Before the founding of Indiana State Normal School, opportunities in higher education were still not limited. Those opportunities just lay in a state in which they would later be able to flourish. Several adventurous and courageous individuals believed Terre Haute to be the perfect place for scholarship to thrive. In 1840, Saint Mother Theodore Guerin who had overcome many adversities in her native France still had the courage to come to America and found a school for young women in the woods of Sugar Creek Township of Vigo County, a feat that ultimately proved successful. In 1848, E.T. Baird took a chance on the yet undeveloped Vigo Collegiate Institute and attracted the talents of J.B.L. Soule, Professor of Belles-lettres, and J.G. Stevenson, a mathematics professor who later became Librarian of Congress. The use of the Institute’s grounds paved the way for what would become Terre Haute High School. Lastly the Ulyssean Debating Club, graced in its meetings by the presence of many famed lecturers, was used by James B. Harris as a means to advocate for an institute of higher learning.

These beginning years of Terre Haute saw increased interest in higher education. The Terre Haute Female College, later known as Covert College and Western Female College, was dedicated in September 1858. Founded by the Rev. John Covert, the school, which consisted of three buildings on 8 1/2 acres, attracted 232 students in its first year. The school later became the center of Saint Anthony's Hospital. Indiana State Normal School, later Indiana State Teacher’s College and then Indiana State University, received its first students on January 6, 1870 with the intention of preparing its students for the teaching profession.

Business & Industry

Business and industry in Terre Haute has always been driven by a few highly influential people who used capital and leadership experience to build the local economy. A prime example was Chauncey Rose who in 1829 furnished an additional $10,000 of capital into his goods store and entered a partnership with Chauncey Warren. When the partnership was dissolved, Rose had sold his stock to Warren who continued to make the business a success until his failing health forced him to sell the business to his brothers. Rose, despite warnings of almost certain failure, took a risk in 1839 with the founding of the Prairie House. Seemingly prophetically, the hotel’s location would later become the “Crossroads of America.” Other risk-takers included Thomas H. Blake and William J. Ball.
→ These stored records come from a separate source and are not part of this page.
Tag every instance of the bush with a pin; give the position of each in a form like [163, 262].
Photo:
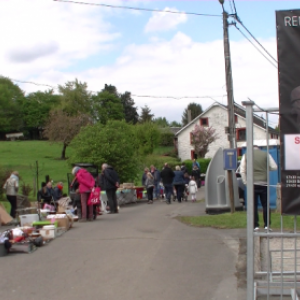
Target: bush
[159, 161]
[26, 189]
[114, 143]
[204, 162]
[166, 138]
[4, 174]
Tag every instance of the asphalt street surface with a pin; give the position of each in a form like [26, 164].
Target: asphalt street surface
[143, 252]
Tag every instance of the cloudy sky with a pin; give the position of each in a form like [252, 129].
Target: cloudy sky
[155, 54]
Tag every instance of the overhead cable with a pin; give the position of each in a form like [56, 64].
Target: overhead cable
[254, 38]
[133, 95]
[275, 66]
[137, 8]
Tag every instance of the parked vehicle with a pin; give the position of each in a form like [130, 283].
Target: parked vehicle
[241, 185]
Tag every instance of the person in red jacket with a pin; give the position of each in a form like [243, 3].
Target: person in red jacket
[86, 183]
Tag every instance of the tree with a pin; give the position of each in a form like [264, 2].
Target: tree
[161, 122]
[113, 143]
[36, 108]
[10, 111]
[202, 137]
[130, 111]
[62, 128]
[111, 89]
[107, 106]
[175, 124]
[75, 98]
[196, 110]
[146, 115]
[148, 136]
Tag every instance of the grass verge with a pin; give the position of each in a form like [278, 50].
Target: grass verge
[237, 220]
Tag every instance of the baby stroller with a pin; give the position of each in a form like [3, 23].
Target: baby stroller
[185, 192]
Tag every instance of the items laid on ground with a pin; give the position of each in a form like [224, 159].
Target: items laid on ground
[35, 231]
[39, 226]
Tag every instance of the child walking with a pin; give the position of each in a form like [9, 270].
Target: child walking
[193, 188]
[149, 183]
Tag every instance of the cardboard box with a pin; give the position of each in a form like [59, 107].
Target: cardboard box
[48, 234]
[5, 217]
[60, 209]
[27, 220]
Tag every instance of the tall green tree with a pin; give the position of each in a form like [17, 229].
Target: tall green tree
[148, 136]
[106, 106]
[62, 128]
[175, 124]
[10, 111]
[161, 122]
[146, 115]
[113, 143]
[196, 110]
[75, 98]
[36, 108]
[202, 137]
[111, 89]
[130, 110]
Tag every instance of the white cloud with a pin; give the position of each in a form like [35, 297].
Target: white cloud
[180, 67]
[41, 36]
[45, 37]
[163, 21]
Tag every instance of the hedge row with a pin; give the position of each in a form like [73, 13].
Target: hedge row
[204, 162]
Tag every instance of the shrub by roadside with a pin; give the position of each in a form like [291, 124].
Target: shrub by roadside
[204, 162]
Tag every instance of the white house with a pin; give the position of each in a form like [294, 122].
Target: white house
[216, 116]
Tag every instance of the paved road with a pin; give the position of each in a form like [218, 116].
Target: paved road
[141, 253]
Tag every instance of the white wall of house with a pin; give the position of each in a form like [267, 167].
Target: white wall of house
[218, 119]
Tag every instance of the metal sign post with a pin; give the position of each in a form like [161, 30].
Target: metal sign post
[250, 203]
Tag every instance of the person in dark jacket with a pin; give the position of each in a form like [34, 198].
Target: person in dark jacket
[58, 191]
[45, 193]
[110, 183]
[167, 176]
[156, 176]
[196, 174]
[184, 168]
[144, 177]
[178, 183]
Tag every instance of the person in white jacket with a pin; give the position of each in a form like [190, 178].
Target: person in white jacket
[193, 188]
[260, 161]
[11, 187]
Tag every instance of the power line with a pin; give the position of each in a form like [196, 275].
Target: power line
[178, 98]
[256, 47]
[137, 8]
[234, 6]
[133, 95]
[255, 39]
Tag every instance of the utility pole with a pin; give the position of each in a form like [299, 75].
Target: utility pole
[229, 82]
[230, 101]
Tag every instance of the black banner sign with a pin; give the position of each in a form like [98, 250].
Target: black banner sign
[288, 47]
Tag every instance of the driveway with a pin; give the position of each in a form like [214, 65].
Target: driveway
[142, 253]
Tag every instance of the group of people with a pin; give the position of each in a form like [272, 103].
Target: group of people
[178, 180]
[84, 182]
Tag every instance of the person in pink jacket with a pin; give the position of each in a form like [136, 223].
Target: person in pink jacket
[86, 183]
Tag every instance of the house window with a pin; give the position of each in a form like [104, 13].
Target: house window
[204, 122]
[193, 155]
[241, 134]
[239, 151]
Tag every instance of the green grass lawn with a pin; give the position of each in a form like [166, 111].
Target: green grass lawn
[163, 150]
[237, 220]
[22, 156]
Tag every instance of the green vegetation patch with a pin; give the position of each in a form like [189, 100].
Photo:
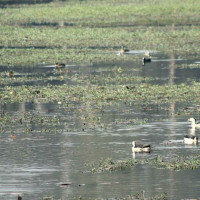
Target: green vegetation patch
[178, 163]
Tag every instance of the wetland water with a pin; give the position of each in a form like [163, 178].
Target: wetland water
[35, 164]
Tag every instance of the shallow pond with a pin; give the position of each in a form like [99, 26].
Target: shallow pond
[37, 163]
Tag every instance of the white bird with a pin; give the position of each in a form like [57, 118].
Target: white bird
[194, 122]
[140, 147]
[190, 139]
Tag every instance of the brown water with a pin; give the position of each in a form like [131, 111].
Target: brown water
[36, 164]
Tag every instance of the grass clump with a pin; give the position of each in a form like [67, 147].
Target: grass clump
[178, 163]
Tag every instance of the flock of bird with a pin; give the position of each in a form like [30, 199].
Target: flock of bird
[145, 59]
[188, 139]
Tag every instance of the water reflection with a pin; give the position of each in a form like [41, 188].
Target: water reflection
[36, 164]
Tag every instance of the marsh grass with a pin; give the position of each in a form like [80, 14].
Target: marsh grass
[177, 163]
[91, 32]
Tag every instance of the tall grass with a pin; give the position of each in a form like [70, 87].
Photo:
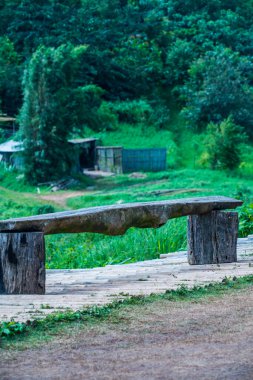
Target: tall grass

Blake’s efforts and political influence brought the Wabash and Eerie Canal to Terre Haute but he built his reputation as a reputable merchant first. William J. Ball earned his fame as the chief engineer of the Evansville & Crawfordsville Railroad in 1850, and later with the Terre Haute, Alton & St. Louis Railroad.

The latter half of the 19th century brought immigrants from Germany to Terre Haute who were very successful in business. These men included Adolph Herz, born in Wurtemburg, Germany in 1843. Herz came to Terre Haute in 1867 to work for the tailor Joseph Erlanger. He entered into the retail clothing business when he and David Arnold purchased Benjamin Weisz’ hoop skirt factory on South Fourth Street in February 1869. His business served the community for almost half a century and his namesake to the store lived on even with changes in management and ownership. Herman Hulman was born in 1831 in Lingen, Germany and came to Terre Haute at the request of his brother, Francis. This eventually led to his proprietorship of the Hulman family grocery which was the predecessor to Hulman and Company, later the Clabber Girl Baking Company.